'This is truly a joke': Trump lawyer blasts independent monitor's report ahead of fraud trial ruling

A defense lawyer compared the court-appointed monitor to Javert from Les Miz.

January 29, 2024, 6:04 PM

Trump attorney Clifford Robert on Monday blasted a report issued last week by the former judge appointed to monitor the Trump Organization as an inaccurate depiction of the firm's finances intended to justify the continued oversight of the company.

Robert criticized the report in a scathing letter to the judge overseeing Trump's civil fraud trial, in which Trump is accused by New York Attorney General Letitia James of inflating his net worth in order to get more favorable loan terms. Trump has denied all wrongdoing, and a ruling in the case is expected at any time.

In a statement to ABC News, Trump attorney Chris Kise accused the report by independent monitor Barbara Jones of exaggerating immaterial issues in the Trump Organization's finances to "fill the gaping hole in the Attorney General's case" and justify the $2.6 million in fees collected by Jones.

"This is truly a joke," Kise told ABC News. "Indeed, it is shocking that President Trump has been forced to pay millions for a Monitor to prove what he has said from the outset, namely, there is no financial reporting misconduct, no fraud and simply no basis for this abusive process to continue."

Jones was appointed to serve as the Trump Organization's independent monitor by Judge Arthur Engoron in November 2022 at the recommendation of both Trump's lawyers and New York Attorney General Letitia James. Citing their smooth interactions with Jones over the course of her monitorship, both parties subsequently recommended Jones last September to serve as the receiver to oversee the dissolution of the Trump Organization's LLCs as ordered in Engoron's partial summary judgment order.

Jones' report, issued on Friday at the request of Judge Engoron ahead of his expected ruling in Trump's civil fraud trial, found that the Trump Organization has been cooperative, implemented some changes, and issued necessary corrections to financial statements; however, the report also outlined multiple errors and misstatements observed by Jones over her 14 months as the company's monitor.

Robert, in his letter Monday to the court, said, "The Monitor now twists immaterial accounting items into a narrative favoring her continued appointment, and thereby the continued receipt of millions of dollars in excessive fees," arguing that her report represented an "unacceptable level of disingenuity."

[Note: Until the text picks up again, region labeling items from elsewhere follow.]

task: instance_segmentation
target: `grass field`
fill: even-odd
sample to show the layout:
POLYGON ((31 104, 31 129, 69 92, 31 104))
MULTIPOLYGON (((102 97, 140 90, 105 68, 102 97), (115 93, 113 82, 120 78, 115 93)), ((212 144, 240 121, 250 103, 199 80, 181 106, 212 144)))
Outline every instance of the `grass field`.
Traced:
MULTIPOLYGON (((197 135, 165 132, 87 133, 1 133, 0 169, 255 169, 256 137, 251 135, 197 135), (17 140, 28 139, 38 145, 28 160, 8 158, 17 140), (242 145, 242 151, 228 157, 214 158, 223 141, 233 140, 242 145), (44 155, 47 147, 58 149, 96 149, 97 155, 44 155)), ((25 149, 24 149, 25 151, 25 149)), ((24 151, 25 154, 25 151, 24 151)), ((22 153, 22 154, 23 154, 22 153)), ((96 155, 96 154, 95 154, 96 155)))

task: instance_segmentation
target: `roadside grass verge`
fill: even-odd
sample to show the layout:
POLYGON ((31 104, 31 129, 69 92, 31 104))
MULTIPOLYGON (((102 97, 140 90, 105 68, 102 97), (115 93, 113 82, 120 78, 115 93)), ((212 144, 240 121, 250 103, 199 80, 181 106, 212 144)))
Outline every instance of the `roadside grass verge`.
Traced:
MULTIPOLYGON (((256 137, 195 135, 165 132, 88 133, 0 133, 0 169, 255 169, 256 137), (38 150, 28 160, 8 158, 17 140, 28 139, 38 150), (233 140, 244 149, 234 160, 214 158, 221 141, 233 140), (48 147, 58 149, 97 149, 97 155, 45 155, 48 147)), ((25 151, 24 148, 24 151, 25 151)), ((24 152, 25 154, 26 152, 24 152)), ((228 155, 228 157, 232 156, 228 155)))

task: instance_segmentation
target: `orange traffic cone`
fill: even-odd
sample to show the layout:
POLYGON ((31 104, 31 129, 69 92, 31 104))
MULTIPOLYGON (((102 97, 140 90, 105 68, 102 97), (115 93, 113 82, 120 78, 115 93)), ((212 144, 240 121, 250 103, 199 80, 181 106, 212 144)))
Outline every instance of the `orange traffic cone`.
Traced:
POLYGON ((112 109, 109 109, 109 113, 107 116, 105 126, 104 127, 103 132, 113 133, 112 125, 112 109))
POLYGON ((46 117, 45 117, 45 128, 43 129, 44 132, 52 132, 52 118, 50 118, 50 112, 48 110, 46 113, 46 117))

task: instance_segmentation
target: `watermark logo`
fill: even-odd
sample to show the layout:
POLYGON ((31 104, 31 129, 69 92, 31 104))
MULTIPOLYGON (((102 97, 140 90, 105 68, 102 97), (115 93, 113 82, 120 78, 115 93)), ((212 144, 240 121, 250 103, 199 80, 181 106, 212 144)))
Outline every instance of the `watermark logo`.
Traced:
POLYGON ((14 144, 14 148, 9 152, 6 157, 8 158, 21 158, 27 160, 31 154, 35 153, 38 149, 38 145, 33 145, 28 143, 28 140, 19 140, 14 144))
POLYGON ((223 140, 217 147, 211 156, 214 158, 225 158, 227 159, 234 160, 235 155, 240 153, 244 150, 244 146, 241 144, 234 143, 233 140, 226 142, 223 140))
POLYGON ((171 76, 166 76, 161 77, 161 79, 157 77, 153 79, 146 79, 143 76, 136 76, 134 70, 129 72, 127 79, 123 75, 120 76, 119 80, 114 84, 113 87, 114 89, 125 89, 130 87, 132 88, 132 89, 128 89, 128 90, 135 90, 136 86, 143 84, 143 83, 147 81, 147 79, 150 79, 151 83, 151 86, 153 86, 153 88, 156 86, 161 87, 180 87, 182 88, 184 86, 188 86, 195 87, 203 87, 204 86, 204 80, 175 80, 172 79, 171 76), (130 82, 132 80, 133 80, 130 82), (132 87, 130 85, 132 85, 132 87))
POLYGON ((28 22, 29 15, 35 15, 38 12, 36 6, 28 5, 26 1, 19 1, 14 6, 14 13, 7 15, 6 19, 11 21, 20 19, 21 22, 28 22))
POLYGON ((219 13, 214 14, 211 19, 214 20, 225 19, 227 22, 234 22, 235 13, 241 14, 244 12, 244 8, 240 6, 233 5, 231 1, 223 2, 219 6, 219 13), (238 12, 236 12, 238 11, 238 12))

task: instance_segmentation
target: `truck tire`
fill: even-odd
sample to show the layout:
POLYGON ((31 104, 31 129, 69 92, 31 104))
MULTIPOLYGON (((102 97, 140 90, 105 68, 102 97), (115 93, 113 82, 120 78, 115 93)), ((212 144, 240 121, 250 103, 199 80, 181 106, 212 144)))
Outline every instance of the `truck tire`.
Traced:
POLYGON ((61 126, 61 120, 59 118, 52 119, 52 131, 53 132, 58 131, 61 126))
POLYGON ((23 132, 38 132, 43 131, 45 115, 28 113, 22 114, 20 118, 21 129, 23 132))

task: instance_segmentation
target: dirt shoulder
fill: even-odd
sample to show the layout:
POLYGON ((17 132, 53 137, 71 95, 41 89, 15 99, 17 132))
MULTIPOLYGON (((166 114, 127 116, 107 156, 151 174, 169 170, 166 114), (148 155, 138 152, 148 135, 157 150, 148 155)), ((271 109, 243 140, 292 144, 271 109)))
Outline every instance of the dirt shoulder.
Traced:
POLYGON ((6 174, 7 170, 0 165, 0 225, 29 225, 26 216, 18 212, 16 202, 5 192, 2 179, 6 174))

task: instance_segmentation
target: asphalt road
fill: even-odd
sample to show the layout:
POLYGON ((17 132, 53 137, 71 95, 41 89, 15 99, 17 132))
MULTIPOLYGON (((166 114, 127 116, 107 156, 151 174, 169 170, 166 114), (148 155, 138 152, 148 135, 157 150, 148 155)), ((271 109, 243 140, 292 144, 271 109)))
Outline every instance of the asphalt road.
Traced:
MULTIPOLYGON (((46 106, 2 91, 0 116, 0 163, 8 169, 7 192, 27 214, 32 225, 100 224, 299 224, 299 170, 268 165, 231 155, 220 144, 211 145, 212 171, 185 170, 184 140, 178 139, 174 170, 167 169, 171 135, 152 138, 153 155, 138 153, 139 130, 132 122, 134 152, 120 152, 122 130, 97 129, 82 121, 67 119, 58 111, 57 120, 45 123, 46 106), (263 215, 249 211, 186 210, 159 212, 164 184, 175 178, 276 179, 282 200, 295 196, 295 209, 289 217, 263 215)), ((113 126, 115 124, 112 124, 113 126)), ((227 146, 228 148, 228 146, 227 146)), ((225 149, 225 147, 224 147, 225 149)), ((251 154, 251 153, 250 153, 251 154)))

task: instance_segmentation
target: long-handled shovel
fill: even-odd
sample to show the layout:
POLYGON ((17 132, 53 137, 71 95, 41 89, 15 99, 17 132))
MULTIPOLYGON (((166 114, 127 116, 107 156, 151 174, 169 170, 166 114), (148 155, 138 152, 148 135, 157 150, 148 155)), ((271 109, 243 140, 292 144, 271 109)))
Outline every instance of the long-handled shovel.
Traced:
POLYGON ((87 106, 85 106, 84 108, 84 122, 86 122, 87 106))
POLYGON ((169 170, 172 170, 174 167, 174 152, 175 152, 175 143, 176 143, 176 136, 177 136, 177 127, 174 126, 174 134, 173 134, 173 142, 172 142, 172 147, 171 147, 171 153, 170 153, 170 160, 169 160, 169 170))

Pedestrians walk past the Trump Tower on Fifth Avenue in Manhattan, New York City on, Jan. 9, 2024.
Jimin Kim/Sopa Images/Sipa USA via AP

Robert added that Jones' report merely rehashed issues previously resolved by the Trump Organization, and said that many of the items -- including incomplete disclosures, clerical mistakes, and other issues -- were "immaterial discrepancies and simple math errors."

"The Monitor was not appointed to identify math errors or otherwise sensationalize minor and inconsequential accounting discrepancies scattered throughout the financial reports of the over 400 companies comprising the Defendants' global enterprise," Robert wrote.

Jones, in her report, wrote that, "It is important to note that the Trump Organization acknowledged the disclosure issues described after I brought them to its attention and has been open to recommendations to improve accuracy and transparency."

However, wrote Jones, "it does not appear that there are adequate accounting and presentation standards, procedures, or training associated with the preparation of financial disclosures. To the extent adequate standards and procedures do exist, they do not appear to have been followed across the organization."

Robert, in his letter, noted that Jones' report failed to identify any fraud, misconduct, or suspicious activity to support the ongoing oversight of the Trump Organization.

Contending that Jones' monitorship serves "no demonstrable purpose going forward," Robert argued that the Jones' report included an "unabashedly self-serving statement" that "misstatements and errors may continue to occur," in order to justify her continued role as monitor.

Comparing Jones to Inspector Javert -- the fictional antagonist from Les Misérables -- Robert argued that Jones' role has amounted to "expensive and meaningless ongoing oversight."

"Further oversight is unwarranted and will only unjustly enrich the Monitor as she engages in some 'Javert' like quest against the Defendants," Robert wrote.

The New York attorney general's office decline to comment to ABC News.